Image Processor Terraform Project

Jun 19, 2025

NEW

machine learning terraform project python aws

In this project, we’ll develop an image processor pipeline using AWS, Terraform, and Python. This pipeline will work as follows: every image uploaded to an S3 bucket will be processed (resized accordingly to a certain shape defined by the user and then converted to black and white) using a Lambda function written in Python, and then the processed image will be saved into another S3 bucket. To successfully tackle this project, you need to have a basic knowledge of Python, AWS (specifically S3 buckets, IAM, and Lambda functions), and Terraform.

Project’s Architecture

The project’s architecture can be seen in Figure 1. As we briefly described, we’ll have two different S3 buckets: one that will serve as an input folder and the other one as an output folder. Any image uploaded into the input bucket will trigger a Lambda function responsible for loading this image and then processing it (resizing and converting it to a black and white image) using Python, mainly the PIL library. After the processing step and within the lambda function, the preprocessed image will be saved into the output bucket. Despite being an easy, introductory project, we’ll learn a lot of things about AWS and Terraform, such as how to structure a Terraform file and how the AWS components talk to each other.

Development

To create an easy, intuitive step-by-step tutorial, we’ll divide the development part according to the components in the project’s pipeline. Firstly, we’ll talk about the input bucket, such as how to create it, how to set this bucket to private, how to create a trigger for every uploaded image, set the desired permissions, IAM roles, and so on; then, we’ll define the lambda function that will process the images, set the desired permissions, and IAM roles. Finally, we create the output bucket and set it to public.

Input Bucket

To create the input bucket, we use the following code snippet:

resource "aws_s3_bucket" "input_bucket" {
  bucket        = var.input_bucket_name
  force_destroy = true # forces the bucket to be destroyed, even when it's not empty
}

And then, we set this bucket to private:

resource "aws_s3_bucket_public_access_block" "input_bucket_policy" {
  bucket              = aws_s3_bucket.input_bucket.id
  block_public_acls   = true
  block_public_policy = true
}

Output Bucket

As we did previously, we create the output bucket using the following code snippet:

resource "aws_s3_bucket" "output_bucket" {
  bucket        = var.output_bucket_name
  force_destroy = true # forces the bucket to be destroyed, even when it's not empty
}

And then, we set this bucket to public:

resource "aws_s3_bucket_public_access_block" "output_bucket_policy" {
  bucket              = aws_s3_bucket.output_bucket.id
  block_public_acls   = false
  block_public_policy = false
}

Lambda Function

Now, we must create a Python file for our lambda function, called lambda_function.py, and place the chunk of code below. This code defines a lambda handler that receives an event and a context. We use the event variable to get the bucket and a key, as we need both of these to download the image that triggered the event. Next, we load this image, process it, and then send the processed image to the output bucket.

# Importing the libraries
import boto3
import os
import io
import json
from PIL import Image

s3 = boto3.client("s3")

# Defining the lambda function handler
def lambda_handler(event, context):
    bucket = event["Records"][0]["s3"]["bucket"]["name"]
    key = event["Records"][0]["s3"]["object"]["key"]

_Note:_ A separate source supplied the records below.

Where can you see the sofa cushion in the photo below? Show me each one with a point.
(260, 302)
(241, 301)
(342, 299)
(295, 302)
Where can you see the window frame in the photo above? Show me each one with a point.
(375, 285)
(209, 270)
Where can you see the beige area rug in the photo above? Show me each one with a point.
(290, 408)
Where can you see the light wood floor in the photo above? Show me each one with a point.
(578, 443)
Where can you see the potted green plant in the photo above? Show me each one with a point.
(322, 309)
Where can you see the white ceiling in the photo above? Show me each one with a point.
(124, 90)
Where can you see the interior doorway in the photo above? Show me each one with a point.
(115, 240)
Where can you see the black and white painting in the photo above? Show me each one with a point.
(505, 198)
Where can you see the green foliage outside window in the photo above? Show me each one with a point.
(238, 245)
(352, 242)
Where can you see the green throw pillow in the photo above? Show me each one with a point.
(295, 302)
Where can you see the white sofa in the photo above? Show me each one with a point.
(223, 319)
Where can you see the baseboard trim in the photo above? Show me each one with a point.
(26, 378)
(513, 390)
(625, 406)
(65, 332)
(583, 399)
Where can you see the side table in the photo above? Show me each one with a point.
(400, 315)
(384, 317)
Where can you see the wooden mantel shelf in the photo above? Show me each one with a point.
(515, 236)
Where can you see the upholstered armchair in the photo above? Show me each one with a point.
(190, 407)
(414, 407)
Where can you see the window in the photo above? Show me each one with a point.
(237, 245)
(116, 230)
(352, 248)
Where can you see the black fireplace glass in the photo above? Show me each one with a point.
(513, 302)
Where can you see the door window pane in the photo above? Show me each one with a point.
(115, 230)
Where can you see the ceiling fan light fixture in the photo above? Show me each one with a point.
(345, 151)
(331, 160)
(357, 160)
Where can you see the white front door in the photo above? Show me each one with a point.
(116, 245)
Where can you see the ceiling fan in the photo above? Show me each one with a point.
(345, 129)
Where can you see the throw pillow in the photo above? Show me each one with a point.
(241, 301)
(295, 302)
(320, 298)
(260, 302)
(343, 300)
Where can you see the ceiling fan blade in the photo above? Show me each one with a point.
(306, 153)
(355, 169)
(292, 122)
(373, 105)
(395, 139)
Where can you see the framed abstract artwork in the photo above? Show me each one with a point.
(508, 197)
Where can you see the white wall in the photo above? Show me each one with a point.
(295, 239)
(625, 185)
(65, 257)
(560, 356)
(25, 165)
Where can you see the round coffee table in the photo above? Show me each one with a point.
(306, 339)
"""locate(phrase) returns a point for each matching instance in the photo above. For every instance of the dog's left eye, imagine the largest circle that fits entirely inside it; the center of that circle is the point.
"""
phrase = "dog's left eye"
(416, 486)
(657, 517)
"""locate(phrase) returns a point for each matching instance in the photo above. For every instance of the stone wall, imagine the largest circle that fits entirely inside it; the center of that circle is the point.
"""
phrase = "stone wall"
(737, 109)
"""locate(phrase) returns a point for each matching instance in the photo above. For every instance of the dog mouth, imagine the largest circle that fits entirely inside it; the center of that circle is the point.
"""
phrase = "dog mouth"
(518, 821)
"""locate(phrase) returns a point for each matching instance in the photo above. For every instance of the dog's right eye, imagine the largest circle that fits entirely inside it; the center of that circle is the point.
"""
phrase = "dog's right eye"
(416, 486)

    # Checking if it's a valid image type
    allowed_extensions = [".jpg", ".jpeg", ".png", ".webp"]
    _, ext = os.path.splitext(key.lower())

    if ext not in allowed_extensions:
        print(f"Skipped unsupported file type: {ext}")
        return {
            "statusCode": 400,
            "body": f"File type {ext} not supported"
        }

    # Downloading the image from the input bucket
    response = s3.get_object(
        Bucket=bucket,
        Key=key,
    )
    image_content = response["Body"].read()
    
    # Loading the image and then processing it
    try:
        image = Image.open(io.BytesIO(image_content))
        image = image.resize(
            tuple(json.loads(os.environ.get("NEW_IMAGE_SIZE")))
        ).convert("L")  # Resize and convert to black and white
    except Exception as e:
        return {
            "statusCode": 400,
            "body": f"Raised error {e} when processing the image!\n"
        }
    
    # Uploading the processed image to the output bucket
    output_bucket = os.environ.get("OUTPUT_BUCKET")

    buffer = io.BytesIO()
    image.save(buffer, format="JPEG")
    buffer.seek(0)

    s3.put_object(
        Bucket=output_bucket,
        Key=os.path.basename(key),
        Body=buffer,
        ContentType="image/png",
    )

    return {
        "statusCode": 200,
        "body": f"Processed image saved in {output_bucket}/{os.path.basename(key)}!\n"
    }

Then, we use the following code to create the lambda function in Terraform:

resource "aws_lambda_function" "image_processor" {
  function_name    = var.lambda_function_name
  handler          = "lambda_function.lambda_handler"
  runtime          = "python3.9"
  role             = aws_iam_role.lambda_role.arn
  filename         = var.lambda_zipped_file_name
  source_code_hash = filebase64sha256(var.lambda_zipped_file_name)
  timeout          = 30

  # Here the define some environment variables that will be used in the Python code
  environment {
    variables = {
      OUTPUT_BUCKET  = aws_s3_bucket.output_bucket.bucket
      NEW_IMAGE_SIZE = jsonencode(var.new_image_size)
    }
  }
}

So, we are done, right? Not yet! We have to set IAM roles, permissions necessary to run the code, and the S3 trigger when a new image is uploaded into the input bucket. This is exactly what we’ll be doing in the next section.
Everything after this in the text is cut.